L’ancienne maison pouvait accueillir 6 enfants de 18 mois à 5 ans. Elle était conforme aux règlementations de la municipalité. Maintenant, l’éducatrice doit réaménager sa nouvelle résidence, mais sans les fonds normalement dédiés aux entreprises. Elle risque de perdre son emploi, faute de ressources. L’allocation maximale pour les entreprises est de 485 000$. Brigitte Bourgeois, l’éducatrice et propriétaire de son service de garde en milieu familial, a plutôt reçu 385 000$ pour sa résidence. Une somme qui n’est pas suffisante pour rouvrir sa garderie.

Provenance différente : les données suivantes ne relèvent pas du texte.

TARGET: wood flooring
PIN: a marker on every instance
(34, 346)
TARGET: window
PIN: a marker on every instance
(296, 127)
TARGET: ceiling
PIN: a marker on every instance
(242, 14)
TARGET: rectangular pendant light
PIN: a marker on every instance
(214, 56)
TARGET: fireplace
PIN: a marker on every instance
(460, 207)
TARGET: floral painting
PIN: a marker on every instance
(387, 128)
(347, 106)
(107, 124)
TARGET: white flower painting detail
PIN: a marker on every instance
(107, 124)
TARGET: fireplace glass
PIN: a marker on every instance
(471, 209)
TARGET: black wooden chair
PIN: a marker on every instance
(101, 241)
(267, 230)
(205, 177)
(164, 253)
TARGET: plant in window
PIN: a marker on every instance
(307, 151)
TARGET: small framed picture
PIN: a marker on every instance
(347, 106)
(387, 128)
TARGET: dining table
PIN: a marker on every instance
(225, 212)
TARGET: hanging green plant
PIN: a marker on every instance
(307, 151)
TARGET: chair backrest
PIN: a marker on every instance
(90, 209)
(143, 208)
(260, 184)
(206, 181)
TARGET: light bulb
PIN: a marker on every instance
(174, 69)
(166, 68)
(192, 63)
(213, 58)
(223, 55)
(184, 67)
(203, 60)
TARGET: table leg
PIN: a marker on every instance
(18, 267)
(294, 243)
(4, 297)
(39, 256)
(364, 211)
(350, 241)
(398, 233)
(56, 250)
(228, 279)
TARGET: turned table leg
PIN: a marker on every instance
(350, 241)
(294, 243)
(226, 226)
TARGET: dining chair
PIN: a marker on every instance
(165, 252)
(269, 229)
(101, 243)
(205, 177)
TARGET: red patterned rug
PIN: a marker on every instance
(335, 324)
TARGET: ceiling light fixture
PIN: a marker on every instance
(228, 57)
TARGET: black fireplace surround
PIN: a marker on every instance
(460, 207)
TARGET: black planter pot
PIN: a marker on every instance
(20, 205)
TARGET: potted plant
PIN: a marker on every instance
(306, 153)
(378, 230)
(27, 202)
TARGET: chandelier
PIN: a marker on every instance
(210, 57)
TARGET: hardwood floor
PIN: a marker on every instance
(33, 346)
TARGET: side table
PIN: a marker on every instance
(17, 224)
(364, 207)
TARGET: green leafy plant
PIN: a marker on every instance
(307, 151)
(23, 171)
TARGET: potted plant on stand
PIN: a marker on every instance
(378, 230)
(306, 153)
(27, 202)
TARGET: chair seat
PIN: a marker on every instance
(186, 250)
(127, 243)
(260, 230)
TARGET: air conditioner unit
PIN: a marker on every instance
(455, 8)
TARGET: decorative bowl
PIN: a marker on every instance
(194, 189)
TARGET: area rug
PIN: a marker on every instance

« C’est pas que j’ai pas de place, c’est que c’est pas adapté. Tsé, où ce qu’on a acheté, c’est une cave en ciment. Je peux pas, je ne mettrai pas des enfants… faut que je me fasse une garderie pour pouvoir continuer mon travail. […] Je ne lâcherai pas, c’est sûr! Je veux retrouver ma garderie, c’est ça que je veux! Je ne veux pas profiter du système, je ne veux pas rien, je veux avoir ce que j’avais! », se désole Mme Bourgeois.

La reconnaissance comme entreprise pourrait tout changer pour l’avenir de la garderie.

« On considère qu’il devrait y avoir une exception aux programmes pour que ces entreprises-là particulièrement […] on trouve que ça serait vraiment dommageable pour notre milieu et pour les parents évidemment, de perdre ces places en service de garde. », explique Patricia Chartier, la mairesse de Maria.

« Mon dieu, ma garderie serait pleine. Tsé, je ferais ça tout l’été à préparer ma garderie, puis le 17 août je réouvre, puis je serais complète! J’aurais 6 enfants, tsé j’aurai 12 parents qui pourraient aller travailler », témoigne Mme Bourgeois.

En plus de perdre sa maison à Maria, Mme Bourgeois doit se relocaliser dans Cascapédia–Saint-Jules pour s’assurer d’avoir une résidence adaptée à son travail.

« On a fait un deuil, on n’est plus là, on a fait beaucoup de pertes monétaires. […] Puis là, ils veulent nous faire perdre mon travail aussi! Je trouve ça ordinaire… […] C’est plein de deuils, pleins pleins de deuils qu’on a vécu… celle-là, je ne la prends pas pantoute! », exprime Mme Bourgeois.

Pour l’instant, 4 enfants perdent leur place dans la garderie… Pour ce père dont l’enfant fréquentait la garderie, c’est un service essentiel qui doit être protégé : « Je trouve ça vraiment dommage que, à cause d’une situation qui est hors de son contrôle, Brigitte est obligée de déménager. Puis, en plus de ça, peut pas ouvrir sa garderie pis il manque 6 places, pis on sait qu’il en manque des places partout en garderie. Faq, autant pour les nouveaux arrivants que même pour d’autres personnes qui viennent de d’autres régions du Québec. », témoigne Mathieu Jacques.

Malgré nos demandes, nous n’avons pas obtenu de réponses du ministère de la Sécurité publique et de celui de la Famille, en fin d’après-midi le 17 juin.